Evaluation

The following minimum example serves as a demonstration of the calculation process. The respective sample data sets are RSWA_export_3.json and Destructive_set_3.CSV which are shipped with the software. For the sake of simplicity only one algorithm setting is inspected here.

Measurement Data

At first the absolute adjustment $AA$ is calculated. This is the vertical displacement of the correlation gradient. In order find $AA$ the difference between DT and NDT measurements is calculated. The mean of those differences is the absolute adjustment which minimizes the sum difference between DT and NDT measurements, $-0.19$ in this case.

ZP-ZfP-Darstellung

Calculation

$AA = \frac{1}{N} \sum_i^N D_{DT, i} - d_{NDT, i}$

Point	DT [mm]	NDT [mm]	DT - NDT [mm]	NDT corrected [mm]	\| NDT corrected - DT\| [mm]	(NDT corrected - DT )² [mm²]
1	0.0	0.00	0.00	-0.19	0.19	0.04
2	1.5	2.75	-1.25	2.56	1.06	1.11
3	4.5	4.47	0.03	4.28	0.22	0.05
4	6.5	6.06	0.44	5.87	0.63	0.40
Mean	3.13	3.32	-0.19	3.12	0.53	0.40

By applying the absolute adjustment a new result vektor for the non-destructive measurements is created, NDT corrected. The mean of this new vector is equal to the mean of the destructive measurements. Thus, both measurements, DT and NDT, have the same extected value, 3.13 here (or 3.12 due to rounding issues). All following steps are based on the corrected NDT values.

Next, the DT measurements are subtracted from the NDT measurements and considered as absolutes. The mean of these values is the mean error per measurement $\overline{\delta_{abs}}$ , here $0.53$ .

$\overline{\delta_{abs}} = \frac{1}{N} \sum_i^N |d_{NDT, corr, i} - d_{DT, i}|$

In praxis, this is the expected deviation of RSWA measurements with respect to the buttoned out measurements.

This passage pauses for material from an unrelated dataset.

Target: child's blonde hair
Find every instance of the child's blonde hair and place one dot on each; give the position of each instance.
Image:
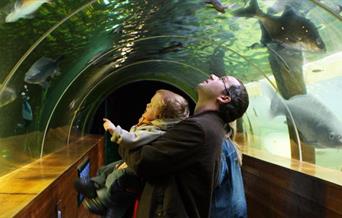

For similar algorithm settings its possible that multiple parameter sets yield the same results and consequently the same absolute errors. In this case, the variance of the NDT results should be taken into consideration while choosing the right algorithm setting. Suppose a algorithm setting creates a deviation of half a millimeter for all measurements. This setting would be prefferable in comparison to another which flucutuates between 1 millimeter off and 0. Mathematically this is the error variance $VAR_{\delta}$ , the squared difference between NDT and DT measurements.

$VAR_{\delta} =\frac{1}{N} \sum_i^N (d_{NDT, corr, i} - d_{DT, i})^2$

Choosing a fitting Algorithm

With the value pair (error vraiance; mean error) the various algorithm settings can be compared in quality. The ranking list sorts these in order of increasing error variance and secondly with increasing mean error. For a better overview the ranking plot displays those metrics visually (s. User Interface).

Ranking Plot - factor 0

To the left the value pair (0.53; 0.40) can be found, the one just calculated. Generally, the optimization follows the axes -- error variance as well as mean error should go against 0. The more to the left and the vertical center a setting is placed, the better the NDT measurements match the DT reports.

In the plot above, similar to the sample data set, the three algorithm settings furthest to the left are highlighted. Their error variances are 0.40, 0.50, and 0.54. However, it can be seen that a marginally higher error variance of 0.61 would allow for a drastically smaller absolute adjustment. With real, more comprehensive data sets, this effect could be seen more drastically even.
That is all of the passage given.